On Wednesday, Wall Street went through the most chaotic day since this rebound began.

The Dow plunged 280.12 points (-0.57%), closing at 48,861.81—its fifth consecutive day of decline, quietly setting the longest losing streak since the Iran-war rebound. The S&P 500 was nearly flat, down only 0.04% to close at 7,135.95. The Nasdaq flipped green and rose slightly by 0.04% to close at 24,673.24—one of the most curious numbers on the entire daily chart: tech stocks pinned the market in place with expectations for post-market earnings.

Two sets of numbers split the logic of the day into two completely different halves: before the open, the Fed’s statements and oil prices; after the close, four sets of results that would determine where things go next.

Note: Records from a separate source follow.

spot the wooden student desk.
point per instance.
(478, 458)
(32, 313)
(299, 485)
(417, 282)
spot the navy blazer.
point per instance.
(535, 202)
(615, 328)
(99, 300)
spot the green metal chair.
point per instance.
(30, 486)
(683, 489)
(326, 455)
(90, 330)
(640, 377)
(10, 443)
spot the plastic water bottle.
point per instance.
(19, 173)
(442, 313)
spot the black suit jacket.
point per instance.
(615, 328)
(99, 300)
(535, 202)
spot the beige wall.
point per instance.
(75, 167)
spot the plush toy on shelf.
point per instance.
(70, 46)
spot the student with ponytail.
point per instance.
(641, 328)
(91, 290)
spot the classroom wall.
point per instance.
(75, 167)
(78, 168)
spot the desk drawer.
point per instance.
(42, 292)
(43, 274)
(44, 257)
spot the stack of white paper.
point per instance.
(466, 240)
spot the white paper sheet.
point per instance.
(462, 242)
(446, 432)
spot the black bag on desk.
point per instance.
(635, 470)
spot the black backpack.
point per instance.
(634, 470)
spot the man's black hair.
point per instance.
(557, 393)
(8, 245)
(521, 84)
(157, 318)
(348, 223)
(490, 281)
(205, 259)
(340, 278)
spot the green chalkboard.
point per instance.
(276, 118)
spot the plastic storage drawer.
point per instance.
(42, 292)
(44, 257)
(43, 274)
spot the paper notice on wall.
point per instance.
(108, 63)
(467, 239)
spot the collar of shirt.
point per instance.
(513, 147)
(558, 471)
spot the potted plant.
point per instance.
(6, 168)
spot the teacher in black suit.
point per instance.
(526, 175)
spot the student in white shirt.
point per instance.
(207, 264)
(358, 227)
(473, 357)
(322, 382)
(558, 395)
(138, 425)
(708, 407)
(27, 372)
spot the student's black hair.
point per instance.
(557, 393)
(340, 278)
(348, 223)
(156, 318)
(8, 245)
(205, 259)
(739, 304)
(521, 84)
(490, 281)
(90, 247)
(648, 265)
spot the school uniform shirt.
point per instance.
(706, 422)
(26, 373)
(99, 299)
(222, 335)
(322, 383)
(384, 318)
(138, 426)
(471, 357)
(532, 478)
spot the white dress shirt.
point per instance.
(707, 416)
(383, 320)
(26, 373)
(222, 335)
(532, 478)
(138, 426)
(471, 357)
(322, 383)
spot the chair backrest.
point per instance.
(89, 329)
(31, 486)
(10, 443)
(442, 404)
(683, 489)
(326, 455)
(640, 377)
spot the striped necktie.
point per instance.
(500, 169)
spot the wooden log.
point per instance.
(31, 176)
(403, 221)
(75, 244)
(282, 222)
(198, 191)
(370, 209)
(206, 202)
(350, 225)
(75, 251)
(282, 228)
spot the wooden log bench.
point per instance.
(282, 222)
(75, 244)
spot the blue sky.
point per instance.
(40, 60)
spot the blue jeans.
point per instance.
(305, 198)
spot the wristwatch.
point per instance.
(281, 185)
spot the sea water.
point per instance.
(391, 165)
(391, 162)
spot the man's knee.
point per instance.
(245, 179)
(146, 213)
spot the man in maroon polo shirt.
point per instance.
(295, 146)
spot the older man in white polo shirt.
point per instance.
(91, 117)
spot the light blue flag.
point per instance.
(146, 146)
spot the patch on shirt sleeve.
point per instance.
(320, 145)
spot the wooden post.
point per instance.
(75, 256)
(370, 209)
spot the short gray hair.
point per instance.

After Wednesday’s close, four companies—Alphabet, Meta, Microsoft, and Amazon—together released their Q1 earnings reports. The conclusion: the businesses are strong, but the Capex bills are becoming harder to explain.

Alphabet, the top score of the whole session.

Revenue was $10.99 billion, beating expectations by $107 billion. Earnings per share came in at $5.11, but with $3.69 billion in unrealized equity gains included, even adjusted results still far exceeded the $2.63 expectation. Google Cloud grew 63% to $200 billion, setting a record for the highest growth rate, completely trampling last quarter’s 48%. Search grew 19%, and YouTube ad revenue rose 11%, accelerating from last quarter’s 9%. Net profit rose 81% year over year to $6.257 billion. Meanwhile, Alphabet described its 2027 Capex as “significantly higher” than 2026. The stock rose 6.6% after hours—no controversy.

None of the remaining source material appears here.